The ray is modeled by the straight line connecting the image to the receiver. The length of this straight line is equal to the traveled distance from the original source to the receiver along the reflected ray.

Visualize the image-source and the resulting path.

plot3(imageSource(1),imageSource(2),imageSource(3),"gx",LineWidth=2)
plot3([imageSource(1) receiverCoord(1)], ...
      [imageSource(2) receiverCoord(2)], ...
      [imageSource(3) receiverCoord(3)],Color="k",LineWidth=2)

Visualize Multiple Images

To calculate the room impulse response, add the contributions of a large number of source images.

Extend the visible space around the room to ensure the images appear in the plot.

h2 = figure;

plotRoom(roomDimensions,receiverCoord,sourceCoord,h2)

Lx = roomDimensions(1); 
Ly = roomDimensions(2);
Lz = roomDimensions(3);

xlim([-3*Lx,3*Lx]);
ylim([-3*Ly,3*Ly]);
zlim([-3*Lz,3*Lz]);

Visualize a subset of the source images. Compute the image coordinates based on equations 6 and 7 in [2].

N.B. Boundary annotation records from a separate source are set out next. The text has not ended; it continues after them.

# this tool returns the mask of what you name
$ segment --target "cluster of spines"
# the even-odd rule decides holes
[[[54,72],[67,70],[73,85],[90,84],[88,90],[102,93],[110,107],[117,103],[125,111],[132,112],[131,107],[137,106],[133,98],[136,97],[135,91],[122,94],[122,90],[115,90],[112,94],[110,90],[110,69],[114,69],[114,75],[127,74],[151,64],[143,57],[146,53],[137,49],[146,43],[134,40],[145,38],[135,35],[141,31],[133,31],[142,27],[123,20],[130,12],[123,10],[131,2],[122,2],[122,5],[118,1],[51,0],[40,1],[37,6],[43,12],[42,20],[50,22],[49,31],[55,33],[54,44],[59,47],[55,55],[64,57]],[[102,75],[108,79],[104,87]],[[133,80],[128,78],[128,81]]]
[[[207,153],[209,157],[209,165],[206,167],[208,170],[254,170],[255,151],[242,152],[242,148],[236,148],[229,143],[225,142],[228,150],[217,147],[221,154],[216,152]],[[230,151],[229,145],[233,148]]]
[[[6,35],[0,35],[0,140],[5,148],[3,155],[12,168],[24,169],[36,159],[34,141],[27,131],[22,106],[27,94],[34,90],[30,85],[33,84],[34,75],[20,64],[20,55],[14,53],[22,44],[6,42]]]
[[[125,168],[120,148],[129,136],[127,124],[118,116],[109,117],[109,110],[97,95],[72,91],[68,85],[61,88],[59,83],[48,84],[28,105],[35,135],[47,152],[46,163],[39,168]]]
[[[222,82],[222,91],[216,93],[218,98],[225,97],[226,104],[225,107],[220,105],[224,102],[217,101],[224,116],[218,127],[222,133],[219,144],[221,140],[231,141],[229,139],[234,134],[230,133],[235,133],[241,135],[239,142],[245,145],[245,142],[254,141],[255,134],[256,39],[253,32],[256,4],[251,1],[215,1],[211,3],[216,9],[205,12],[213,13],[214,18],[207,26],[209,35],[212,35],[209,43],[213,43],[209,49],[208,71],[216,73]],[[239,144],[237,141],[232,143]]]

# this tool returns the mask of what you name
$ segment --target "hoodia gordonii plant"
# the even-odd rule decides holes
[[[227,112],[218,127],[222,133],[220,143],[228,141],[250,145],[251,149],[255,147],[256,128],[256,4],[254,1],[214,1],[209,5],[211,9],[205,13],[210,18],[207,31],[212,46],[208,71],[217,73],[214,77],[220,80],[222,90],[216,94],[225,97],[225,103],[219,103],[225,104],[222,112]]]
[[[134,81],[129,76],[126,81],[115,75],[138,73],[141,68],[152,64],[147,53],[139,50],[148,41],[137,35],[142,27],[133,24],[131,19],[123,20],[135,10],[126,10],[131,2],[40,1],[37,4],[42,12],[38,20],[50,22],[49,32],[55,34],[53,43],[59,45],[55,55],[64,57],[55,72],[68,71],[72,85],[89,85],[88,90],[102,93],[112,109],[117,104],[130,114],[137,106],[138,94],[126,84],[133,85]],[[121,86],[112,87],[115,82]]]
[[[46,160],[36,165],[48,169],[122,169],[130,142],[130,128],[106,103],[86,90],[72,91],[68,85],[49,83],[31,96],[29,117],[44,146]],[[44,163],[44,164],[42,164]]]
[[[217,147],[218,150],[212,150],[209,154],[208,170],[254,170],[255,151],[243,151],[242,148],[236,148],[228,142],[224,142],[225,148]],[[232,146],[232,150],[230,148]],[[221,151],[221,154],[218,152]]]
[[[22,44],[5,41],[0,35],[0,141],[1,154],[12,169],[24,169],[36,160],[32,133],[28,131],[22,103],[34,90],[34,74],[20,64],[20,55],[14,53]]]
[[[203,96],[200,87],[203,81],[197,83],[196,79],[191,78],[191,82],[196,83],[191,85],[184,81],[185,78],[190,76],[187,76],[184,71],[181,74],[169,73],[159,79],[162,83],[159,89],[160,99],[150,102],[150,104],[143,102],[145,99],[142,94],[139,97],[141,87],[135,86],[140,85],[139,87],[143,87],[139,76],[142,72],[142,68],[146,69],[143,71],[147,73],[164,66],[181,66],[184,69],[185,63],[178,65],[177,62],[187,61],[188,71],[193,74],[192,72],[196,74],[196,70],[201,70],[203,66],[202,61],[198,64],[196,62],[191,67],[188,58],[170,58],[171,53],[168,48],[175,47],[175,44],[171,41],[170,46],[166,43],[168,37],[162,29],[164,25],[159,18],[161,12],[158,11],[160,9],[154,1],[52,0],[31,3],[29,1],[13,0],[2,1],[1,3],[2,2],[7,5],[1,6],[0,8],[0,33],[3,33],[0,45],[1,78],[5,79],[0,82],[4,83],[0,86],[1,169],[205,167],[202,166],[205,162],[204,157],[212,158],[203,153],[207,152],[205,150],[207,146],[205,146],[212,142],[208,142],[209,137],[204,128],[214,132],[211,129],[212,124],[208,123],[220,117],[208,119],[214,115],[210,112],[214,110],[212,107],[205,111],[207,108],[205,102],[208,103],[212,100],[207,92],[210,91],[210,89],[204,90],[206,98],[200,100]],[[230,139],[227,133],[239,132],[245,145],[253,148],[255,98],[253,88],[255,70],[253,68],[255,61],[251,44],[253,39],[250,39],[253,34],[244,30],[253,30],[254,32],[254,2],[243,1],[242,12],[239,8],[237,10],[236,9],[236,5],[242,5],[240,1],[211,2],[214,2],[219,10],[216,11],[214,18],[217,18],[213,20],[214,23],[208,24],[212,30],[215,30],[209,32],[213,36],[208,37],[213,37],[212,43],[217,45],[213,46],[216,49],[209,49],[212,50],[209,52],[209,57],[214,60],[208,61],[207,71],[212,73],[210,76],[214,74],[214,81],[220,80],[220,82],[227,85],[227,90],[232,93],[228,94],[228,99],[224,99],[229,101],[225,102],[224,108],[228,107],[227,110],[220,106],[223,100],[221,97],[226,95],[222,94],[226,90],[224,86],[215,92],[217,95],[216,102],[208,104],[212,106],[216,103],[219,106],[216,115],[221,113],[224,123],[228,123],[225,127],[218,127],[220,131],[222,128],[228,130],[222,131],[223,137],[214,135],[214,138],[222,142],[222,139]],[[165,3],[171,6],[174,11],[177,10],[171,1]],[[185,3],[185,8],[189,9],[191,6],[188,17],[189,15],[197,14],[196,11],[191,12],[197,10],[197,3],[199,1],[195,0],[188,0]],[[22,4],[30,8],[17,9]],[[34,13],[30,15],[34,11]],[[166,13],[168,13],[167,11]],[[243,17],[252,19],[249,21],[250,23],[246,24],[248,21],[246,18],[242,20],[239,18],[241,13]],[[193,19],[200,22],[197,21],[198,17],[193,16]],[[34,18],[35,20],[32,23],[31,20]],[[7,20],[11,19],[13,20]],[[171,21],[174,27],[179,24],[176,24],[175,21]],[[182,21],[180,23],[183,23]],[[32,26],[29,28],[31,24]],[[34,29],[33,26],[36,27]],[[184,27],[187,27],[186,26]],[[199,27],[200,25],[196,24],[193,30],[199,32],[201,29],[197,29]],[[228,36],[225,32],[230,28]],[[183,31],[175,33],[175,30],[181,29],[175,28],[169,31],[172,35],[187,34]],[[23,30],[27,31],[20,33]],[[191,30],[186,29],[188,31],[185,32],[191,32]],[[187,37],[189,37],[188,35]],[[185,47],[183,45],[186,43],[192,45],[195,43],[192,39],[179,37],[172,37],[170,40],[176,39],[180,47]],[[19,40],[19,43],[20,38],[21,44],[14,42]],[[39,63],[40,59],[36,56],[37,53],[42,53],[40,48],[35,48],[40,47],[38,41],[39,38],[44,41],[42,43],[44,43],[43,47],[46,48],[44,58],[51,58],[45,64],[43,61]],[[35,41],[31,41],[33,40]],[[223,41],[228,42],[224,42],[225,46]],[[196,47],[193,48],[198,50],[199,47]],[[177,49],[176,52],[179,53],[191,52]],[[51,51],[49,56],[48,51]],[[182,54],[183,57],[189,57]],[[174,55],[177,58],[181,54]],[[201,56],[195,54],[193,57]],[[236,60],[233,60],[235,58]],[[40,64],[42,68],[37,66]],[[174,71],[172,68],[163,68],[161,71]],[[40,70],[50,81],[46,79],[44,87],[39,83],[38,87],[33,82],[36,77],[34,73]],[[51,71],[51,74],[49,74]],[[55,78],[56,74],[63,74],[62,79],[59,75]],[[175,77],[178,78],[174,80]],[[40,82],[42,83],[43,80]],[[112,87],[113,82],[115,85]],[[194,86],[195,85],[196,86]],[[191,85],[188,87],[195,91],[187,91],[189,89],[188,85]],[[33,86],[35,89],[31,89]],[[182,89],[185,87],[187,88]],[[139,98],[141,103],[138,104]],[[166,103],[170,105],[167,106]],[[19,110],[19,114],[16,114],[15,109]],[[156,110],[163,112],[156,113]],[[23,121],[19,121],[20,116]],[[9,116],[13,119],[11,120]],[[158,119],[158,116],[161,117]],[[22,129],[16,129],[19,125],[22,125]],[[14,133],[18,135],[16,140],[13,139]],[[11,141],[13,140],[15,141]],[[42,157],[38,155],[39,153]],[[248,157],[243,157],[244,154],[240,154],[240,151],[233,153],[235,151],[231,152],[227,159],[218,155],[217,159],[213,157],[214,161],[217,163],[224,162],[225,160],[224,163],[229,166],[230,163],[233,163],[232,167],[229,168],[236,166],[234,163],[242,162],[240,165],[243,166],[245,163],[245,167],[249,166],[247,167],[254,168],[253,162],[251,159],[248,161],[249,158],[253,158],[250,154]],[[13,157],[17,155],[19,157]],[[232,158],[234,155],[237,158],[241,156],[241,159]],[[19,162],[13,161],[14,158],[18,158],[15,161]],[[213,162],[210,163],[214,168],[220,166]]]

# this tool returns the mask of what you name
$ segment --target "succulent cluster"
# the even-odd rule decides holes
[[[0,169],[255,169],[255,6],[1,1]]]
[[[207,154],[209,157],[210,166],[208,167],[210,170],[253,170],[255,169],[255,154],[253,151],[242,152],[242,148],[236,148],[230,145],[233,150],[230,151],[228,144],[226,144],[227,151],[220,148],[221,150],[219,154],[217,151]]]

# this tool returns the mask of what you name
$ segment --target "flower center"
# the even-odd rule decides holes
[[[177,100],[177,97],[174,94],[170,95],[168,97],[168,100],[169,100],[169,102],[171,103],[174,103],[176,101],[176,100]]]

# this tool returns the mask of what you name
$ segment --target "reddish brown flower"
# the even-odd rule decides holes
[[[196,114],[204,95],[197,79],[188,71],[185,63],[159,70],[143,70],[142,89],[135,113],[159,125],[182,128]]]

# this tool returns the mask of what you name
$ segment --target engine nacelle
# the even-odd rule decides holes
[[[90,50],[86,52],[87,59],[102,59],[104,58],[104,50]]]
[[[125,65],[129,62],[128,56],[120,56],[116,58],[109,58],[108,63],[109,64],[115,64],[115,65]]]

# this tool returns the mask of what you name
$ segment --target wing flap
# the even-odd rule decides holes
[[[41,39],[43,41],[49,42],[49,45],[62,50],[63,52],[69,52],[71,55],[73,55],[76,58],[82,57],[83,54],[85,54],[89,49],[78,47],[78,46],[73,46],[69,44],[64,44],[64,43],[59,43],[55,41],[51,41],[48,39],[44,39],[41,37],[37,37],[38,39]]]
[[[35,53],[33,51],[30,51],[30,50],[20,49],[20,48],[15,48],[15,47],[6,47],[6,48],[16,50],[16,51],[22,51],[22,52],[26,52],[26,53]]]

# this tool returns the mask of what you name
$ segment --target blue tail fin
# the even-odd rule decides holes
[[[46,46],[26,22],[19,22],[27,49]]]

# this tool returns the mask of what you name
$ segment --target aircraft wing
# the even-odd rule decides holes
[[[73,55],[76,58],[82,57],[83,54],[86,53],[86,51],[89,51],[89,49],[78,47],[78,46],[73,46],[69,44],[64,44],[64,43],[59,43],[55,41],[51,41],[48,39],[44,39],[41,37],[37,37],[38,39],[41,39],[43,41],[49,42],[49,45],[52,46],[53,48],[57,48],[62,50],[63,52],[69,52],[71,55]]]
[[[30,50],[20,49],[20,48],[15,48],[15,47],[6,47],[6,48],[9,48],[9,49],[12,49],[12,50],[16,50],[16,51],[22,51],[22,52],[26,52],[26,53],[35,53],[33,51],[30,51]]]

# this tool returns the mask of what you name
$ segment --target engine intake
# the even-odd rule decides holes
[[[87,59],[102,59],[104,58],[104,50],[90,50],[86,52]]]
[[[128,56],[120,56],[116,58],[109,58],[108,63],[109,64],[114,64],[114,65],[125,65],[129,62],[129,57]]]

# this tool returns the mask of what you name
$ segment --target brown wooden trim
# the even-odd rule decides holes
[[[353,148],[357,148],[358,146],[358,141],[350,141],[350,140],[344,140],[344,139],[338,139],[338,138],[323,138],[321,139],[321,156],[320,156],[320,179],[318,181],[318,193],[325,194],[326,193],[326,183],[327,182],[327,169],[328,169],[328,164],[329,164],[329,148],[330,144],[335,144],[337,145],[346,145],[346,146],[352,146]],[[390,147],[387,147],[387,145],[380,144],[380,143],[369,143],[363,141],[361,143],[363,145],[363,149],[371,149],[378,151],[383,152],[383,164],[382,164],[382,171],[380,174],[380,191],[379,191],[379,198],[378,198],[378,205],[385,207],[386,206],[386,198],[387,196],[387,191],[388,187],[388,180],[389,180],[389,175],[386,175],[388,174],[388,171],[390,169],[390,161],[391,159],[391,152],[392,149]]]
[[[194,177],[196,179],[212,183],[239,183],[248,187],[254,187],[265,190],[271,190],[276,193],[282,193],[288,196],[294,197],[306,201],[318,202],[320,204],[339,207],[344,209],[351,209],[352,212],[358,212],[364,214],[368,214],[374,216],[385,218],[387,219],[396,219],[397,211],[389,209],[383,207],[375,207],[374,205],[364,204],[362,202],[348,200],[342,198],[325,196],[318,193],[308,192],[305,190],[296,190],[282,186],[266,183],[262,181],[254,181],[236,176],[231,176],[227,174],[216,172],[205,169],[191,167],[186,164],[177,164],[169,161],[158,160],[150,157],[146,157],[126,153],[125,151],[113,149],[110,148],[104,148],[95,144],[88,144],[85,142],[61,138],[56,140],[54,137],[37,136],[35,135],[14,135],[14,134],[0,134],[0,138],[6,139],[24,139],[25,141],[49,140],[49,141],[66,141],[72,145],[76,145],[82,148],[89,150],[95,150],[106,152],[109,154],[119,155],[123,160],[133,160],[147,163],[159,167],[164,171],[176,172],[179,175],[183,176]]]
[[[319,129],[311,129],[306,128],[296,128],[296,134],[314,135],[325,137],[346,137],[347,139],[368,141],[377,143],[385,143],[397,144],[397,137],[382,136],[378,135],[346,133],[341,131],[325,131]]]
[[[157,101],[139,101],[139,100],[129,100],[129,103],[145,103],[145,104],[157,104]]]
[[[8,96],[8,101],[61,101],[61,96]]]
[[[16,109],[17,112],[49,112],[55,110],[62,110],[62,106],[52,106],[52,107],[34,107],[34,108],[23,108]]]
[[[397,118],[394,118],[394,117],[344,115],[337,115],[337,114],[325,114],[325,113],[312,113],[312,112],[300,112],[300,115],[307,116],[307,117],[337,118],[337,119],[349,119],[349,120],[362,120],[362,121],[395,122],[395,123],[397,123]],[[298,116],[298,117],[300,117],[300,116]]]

Model the eight combinations stemming from possible reflections along the x-, y- and z- axes.

x = sourceCoord(1);
y = sourceCoord(2);
z = sourceCoord(3);
sourceXYZ = [-x -y -z;...
             -x -y  z;...
             -x  y -z;...
             -x  y  z;...
              x -y -z;...
              x -y  z;...
              x  y -z;...
              x  y  z].';

Model scenarios with multiple reflections by looping over the x-, y- and z- axes. These loops have infinite ranges in theory. You will see how to practically limit the ranges in the next section. For now, select arbitrary limits for the loops.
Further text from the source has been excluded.